I would implement the infrastructure with AWS.
I would apply sharding by user. So I would use the userID to split in smaller chunks the different tables and stored in multiple data nodes in the different regions. So, for example, we could have from user ID 0 to user 30.000 in node 1, from 30.000 to 60.000 in node 2 and so on for the region 1.
Every node would have read replicas to access some of the data.
With AWS Identity and Access Management (IAM), we could operate in a global context by default. With IAM, we specify who can access which AWS resources and under what conditions. Database passwords, should use AWS Secrets Manager. It encrypts secrets with AWS Key Management Service (AWS KMS) keys and can replicate secrets to secondary Regions to ensure applications are able to obtain a secret in the closest Region.
For resources launched into virtual networks in different Regions, Amazon Virtual Private Cloud (Amazon VPC) allows private routing between Regions and accounts with VPC peering. These resources can communicate using private IP addresses and do not require an internet gateway, VPN, or separate network appliances.
We could use AWS Transit Gateway to connect our VPCs through a central hub.
In the beginning, if we don't know the number of requests that we are going to have at the same time (and it is not going to be so many), and we don't know the frequency of that amount of requests, maybe we could think to implement this API through Lambda functions.

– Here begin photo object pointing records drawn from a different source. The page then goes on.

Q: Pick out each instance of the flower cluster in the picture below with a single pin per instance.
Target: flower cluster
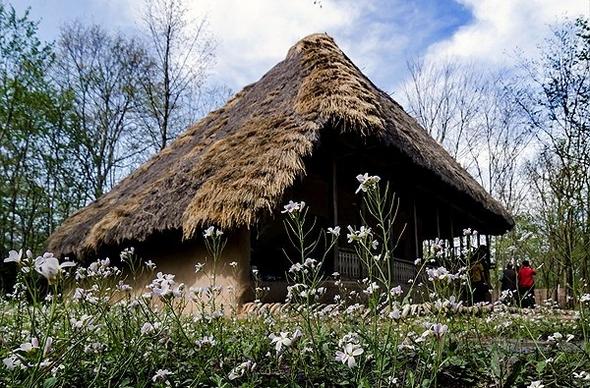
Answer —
(351, 349)
(367, 183)
(284, 340)
(293, 207)
(164, 286)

We should take into account that if it takes too much time to process the requests (Lambda functions run up to 15 minutes per execution), we are not going to be able to implement lambdas. Usually, Lambdas are more expensive for the same amount of requests than an EC2, but if it is not going to be so much, and it is not going to be stable the frequency of requests, it could be cheaper at the beggining.

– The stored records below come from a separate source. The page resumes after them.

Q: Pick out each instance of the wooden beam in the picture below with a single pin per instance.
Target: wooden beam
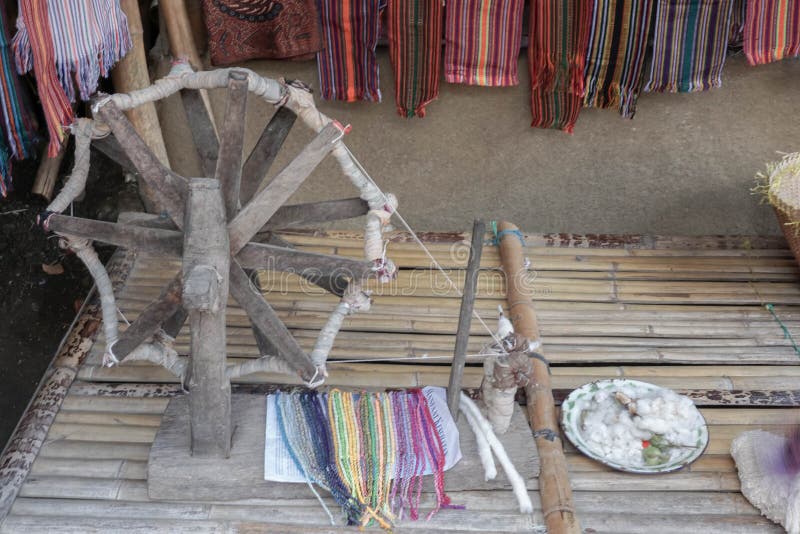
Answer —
(554, 487)
(328, 210)
(162, 184)
(152, 240)
(267, 322)
(206, 263)
(274, 258)
(264, 205)
(151, 318)
(465, 317)
(262, 156)
(229, 160)
(202, 128)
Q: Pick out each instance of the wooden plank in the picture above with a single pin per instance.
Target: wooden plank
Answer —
(266, 321)
(202, 127)
(150, 240)
(465, 318)
(263, 154)
(263, 205)
(317, 212)
(206, 263)
(163, 184)
(229, 160)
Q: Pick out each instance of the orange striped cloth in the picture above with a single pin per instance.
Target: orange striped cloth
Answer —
(771, 30)
(415, 48)
(482, 42)
(559, 41)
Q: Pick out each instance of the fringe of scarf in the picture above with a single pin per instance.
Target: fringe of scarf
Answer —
(415, 49)
(348, 68)
(559, 31)
(690, 44)
(482, 42)
(617, 45)
(771, 30)
(68, 43)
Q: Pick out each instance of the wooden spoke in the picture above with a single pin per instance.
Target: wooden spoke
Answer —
(152, 240)
(203, 132)
(328, 210)
(260, 159)
(229, 159)
(151, 318)
(164, 187)
(267, 322)
(259, 210)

Eventually, we are going to use EC2 (perhaps from the first step).
Once we have EC2 instances, to track where instances are provisioned, we could use Amazon EC2 Global View. This would provide a centralized dashboard to see Amazon EC2 resources such as instances, VPCs, subnets, security groups, and volumes in all active Regions.
We could implement Kubernetes to handle the API requests with EC2.
We could use Amazon Aurora global database for scaling of database reads across Regions. We could use the Postgres Aurora database engines.
With Aurora global database, one primary Region is designated as the writer, and secondary Regions are dedicated to reads. We could have this for different parts of the world. Like one primary region for USA with their read replicas. Another one for Europe, with the same, and so on.
Implement IaC with aws-cdk or terraform, to define different infrastructure for different regions with code.
To share data between the different regions and get international data, we could send messages to a central SQS queue. Here, a lambda could take the data from that SQS queue and process it as necessary into a global central database.
To maintain visibility over an application deployed across multiple Regions and accounts, we can create a Trusted Advisor dashboard and an operations dashboard with AWS Systems Manager Explorer. The operations dashboard offers a unified view of resources, such as Amazon EC2, Amazon CloudWatch, and AWS Config data.
We can view metrics from applications and resources deployed across multiple Regions in the CloudWatch console. In this way, we could create graphs and dashboards for different regions. Cross-account functionality is also available in CloudWatch, so we can create a centralized view of dashboards, alarms, and metrics across our organization.
Points to take into account for GDPR:
- Be able to delete user data when we need to do it. We could create an endpoint that deletes the sencible data for a given user (without having to delete the whole record, in case this cause problems in the DB in general)
- Validate that people from some region can't request a database that is on another region (that is forbidden because of GDPR).
- With Lambda Edge functions we could validate things like Content security policy headers.
- Imagine that we need to send a file (like a PDF) to some institution. Imagine that we have to do that every time an event happens, like a user transaction. This would be for audits. In that case, we could:
- Create the file after the transaction is done in the API
- Upload that file to an S3 bucket
- A lambda function could take that file and send it to the correct destination for this institution to audit, with other data of other users.